Using an electric mixer on medium speed, beat together the cheese and butter until fluffy, about 3 minutes. Reduce the mixer speed to low and mix in the salt, cayenne, black pepper, and garlic powder. Using a rubber spatula, stir in the flour ½ cup at a time, until the ingredients are well combined and a dough forms.
Turn the dough out onto a piece of parchment paper or plastic wrap and shape it into a 1-inch-diameter log. Twist the ends of the parchment or plastic wrap to seal. Refrigerate for 30 minutes.
Preheat oven to 375 degrees F. Line a baking sheet with parchment paper or a silicone baking mat.
Remove the dough from the refrigerator, unwrap, and place on a cutting board. Cut the log into ⅛-inch-thick slices and place ¼ inch apart on the prepared baking sheet.
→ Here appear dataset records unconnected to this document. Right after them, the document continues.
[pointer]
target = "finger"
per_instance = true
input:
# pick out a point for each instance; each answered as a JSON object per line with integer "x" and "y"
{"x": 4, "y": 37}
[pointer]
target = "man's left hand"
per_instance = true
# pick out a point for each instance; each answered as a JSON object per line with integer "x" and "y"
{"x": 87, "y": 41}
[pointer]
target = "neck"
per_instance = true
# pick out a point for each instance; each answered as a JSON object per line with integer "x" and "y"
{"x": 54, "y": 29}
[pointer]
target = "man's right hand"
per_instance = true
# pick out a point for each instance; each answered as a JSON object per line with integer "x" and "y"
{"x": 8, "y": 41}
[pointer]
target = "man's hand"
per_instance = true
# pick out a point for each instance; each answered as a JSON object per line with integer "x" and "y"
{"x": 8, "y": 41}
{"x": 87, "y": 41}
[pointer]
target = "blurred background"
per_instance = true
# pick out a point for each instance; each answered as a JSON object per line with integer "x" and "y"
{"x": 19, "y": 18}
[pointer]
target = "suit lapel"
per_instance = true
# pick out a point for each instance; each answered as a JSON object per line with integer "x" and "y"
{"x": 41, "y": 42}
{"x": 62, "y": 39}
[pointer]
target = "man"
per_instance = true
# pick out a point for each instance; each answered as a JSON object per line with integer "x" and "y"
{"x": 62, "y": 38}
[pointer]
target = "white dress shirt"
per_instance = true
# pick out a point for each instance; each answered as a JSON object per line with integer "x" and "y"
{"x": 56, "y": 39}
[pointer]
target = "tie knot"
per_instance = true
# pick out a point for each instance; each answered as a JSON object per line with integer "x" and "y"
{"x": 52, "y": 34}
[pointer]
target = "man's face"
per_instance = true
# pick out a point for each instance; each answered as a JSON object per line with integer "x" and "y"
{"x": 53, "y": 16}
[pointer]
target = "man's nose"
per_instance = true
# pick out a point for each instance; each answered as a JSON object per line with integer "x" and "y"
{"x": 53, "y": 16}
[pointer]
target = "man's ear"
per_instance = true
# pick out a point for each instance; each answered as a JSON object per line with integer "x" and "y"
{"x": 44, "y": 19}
Bake until light golden brown, about 15 minutes. Transfer the pan to a wire rack and allow the crackers to cool completely. The crackers can be stored in an airtight container at room temperature for up to 1 week.
Notes
If the dough seems to stiff or dry, gradually add 1 to 2 tablespoons of ice water until it reaches the right consistency.
You can store the unbaked cracker dough in the refrigerator for up to 1 week before baking. It can also be stored in the freezer for up to 2 months - just place the wrapped dough in a resealable freezer bag.